Group blames fertiliser price hike on global inflation

Fertiliser Producers and Suppliers Association of Nigeria (FEPSAN) has blamed the recent hike in the price of fertiliser on the high inflation rate across the world.

The Executive Secretary of FEPSAN, Mr Gideon Negedu, said this in an interview with the News Agency of Nigeria (NAN) on Monday in Lagos.

He said that the current inflation rates in the economies of the world had grossly affected the cost of production in the fertiliser sector.

“Everything has gone up. The fertiliser industry is not exactly immune to the high cost of products.

“What we have tried to do is to work with government to as reasonable as possible be able to give support to reduce the price of fertiliser.

“The current hike in the price of fertiliser is a function of many things. For instance, two of the major raw materials we use in the production of fertiliser are imported.

“And we do not have control over their prices, coupled with the depreciation of our currency. This exposes us to increased cost of production.

“What we have done is to engage the producer countries so that we get discounts on bulk purchase of fertiliser,” Negedu said.

He also blamed the Russian/Ukraine crisis for the increase in the cost of fertiliser production.

He said: “Increase in production cost has risen from about 20 per cent to about 300 per cent. This has never happened before.

“This increase started with COVID-19 pandemic and now the Russia/Ukraine crisis has escalated it.

“The major raw materials for fertiliser production are from Russia.

“We have signed an agreement with the Russian Government but as a result of this crisis, we cannot access the items.”

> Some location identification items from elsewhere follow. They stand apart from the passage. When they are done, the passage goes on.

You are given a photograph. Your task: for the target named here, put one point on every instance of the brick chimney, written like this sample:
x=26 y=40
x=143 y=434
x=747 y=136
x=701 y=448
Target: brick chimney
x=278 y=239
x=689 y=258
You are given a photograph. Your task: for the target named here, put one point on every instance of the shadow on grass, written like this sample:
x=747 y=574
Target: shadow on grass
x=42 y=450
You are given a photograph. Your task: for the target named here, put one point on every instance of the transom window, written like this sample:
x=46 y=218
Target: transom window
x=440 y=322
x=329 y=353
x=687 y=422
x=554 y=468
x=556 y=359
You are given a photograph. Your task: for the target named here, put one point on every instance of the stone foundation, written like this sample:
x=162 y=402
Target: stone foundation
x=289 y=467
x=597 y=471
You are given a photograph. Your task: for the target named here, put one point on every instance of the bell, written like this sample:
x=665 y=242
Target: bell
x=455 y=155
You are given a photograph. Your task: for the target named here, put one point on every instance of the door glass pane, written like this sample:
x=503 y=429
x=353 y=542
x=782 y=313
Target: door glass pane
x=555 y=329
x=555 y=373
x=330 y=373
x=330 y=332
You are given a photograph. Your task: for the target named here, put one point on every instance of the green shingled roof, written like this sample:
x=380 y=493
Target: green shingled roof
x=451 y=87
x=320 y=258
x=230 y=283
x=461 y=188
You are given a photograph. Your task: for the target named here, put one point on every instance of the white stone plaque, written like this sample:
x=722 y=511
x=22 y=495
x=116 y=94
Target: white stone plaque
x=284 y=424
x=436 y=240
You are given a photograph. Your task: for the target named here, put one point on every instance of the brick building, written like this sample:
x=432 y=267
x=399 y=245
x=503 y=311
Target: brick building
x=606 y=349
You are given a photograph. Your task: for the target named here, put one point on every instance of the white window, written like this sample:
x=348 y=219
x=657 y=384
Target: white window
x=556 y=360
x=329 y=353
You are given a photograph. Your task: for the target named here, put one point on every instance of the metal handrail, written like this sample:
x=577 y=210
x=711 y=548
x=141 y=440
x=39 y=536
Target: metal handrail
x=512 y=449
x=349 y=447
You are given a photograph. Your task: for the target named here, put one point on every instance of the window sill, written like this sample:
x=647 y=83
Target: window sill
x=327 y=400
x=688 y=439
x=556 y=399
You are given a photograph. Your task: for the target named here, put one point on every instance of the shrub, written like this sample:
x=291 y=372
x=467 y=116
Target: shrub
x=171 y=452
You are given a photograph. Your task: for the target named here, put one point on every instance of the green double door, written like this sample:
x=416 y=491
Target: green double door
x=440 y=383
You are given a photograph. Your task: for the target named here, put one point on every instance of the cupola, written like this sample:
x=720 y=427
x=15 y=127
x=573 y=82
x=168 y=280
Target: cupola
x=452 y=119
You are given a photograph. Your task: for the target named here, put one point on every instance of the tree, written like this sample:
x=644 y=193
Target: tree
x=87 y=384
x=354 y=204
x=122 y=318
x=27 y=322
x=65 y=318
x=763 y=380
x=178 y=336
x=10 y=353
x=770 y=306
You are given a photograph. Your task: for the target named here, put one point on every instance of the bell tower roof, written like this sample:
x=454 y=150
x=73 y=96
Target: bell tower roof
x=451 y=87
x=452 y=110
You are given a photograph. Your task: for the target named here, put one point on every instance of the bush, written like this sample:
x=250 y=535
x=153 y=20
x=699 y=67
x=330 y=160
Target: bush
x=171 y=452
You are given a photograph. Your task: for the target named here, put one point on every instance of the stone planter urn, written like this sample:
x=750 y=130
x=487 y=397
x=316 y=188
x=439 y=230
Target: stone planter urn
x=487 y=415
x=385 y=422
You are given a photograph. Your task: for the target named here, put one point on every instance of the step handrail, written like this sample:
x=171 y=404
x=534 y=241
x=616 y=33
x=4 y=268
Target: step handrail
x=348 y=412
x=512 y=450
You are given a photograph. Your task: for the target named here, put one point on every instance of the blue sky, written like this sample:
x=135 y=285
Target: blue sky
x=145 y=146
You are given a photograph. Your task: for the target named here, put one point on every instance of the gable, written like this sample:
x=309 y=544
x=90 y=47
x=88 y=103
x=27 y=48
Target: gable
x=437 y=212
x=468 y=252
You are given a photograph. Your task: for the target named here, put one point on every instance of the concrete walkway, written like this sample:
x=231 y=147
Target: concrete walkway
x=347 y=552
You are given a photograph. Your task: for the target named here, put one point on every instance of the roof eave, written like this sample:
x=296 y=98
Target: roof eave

Negedu further said that the association had reached out to the Presidency to help it source the vital raw materials from Canada but hindered by the escalated price.

He said the group was also contending with the issues of Forex, transportation cost and other miscellaneous, which are factored into production cost.

“We have engaged the government and the concern is that it has made its support to the extent it could.

“It will be fantastic if support can be given, particularly in the area of raw materials.

“If we can subsidise cost at the fertiliser production level, then we will be able to help farmers meet up,” Negedu said.

He said that presently, the demand for fertiliser was going down because of its high cost.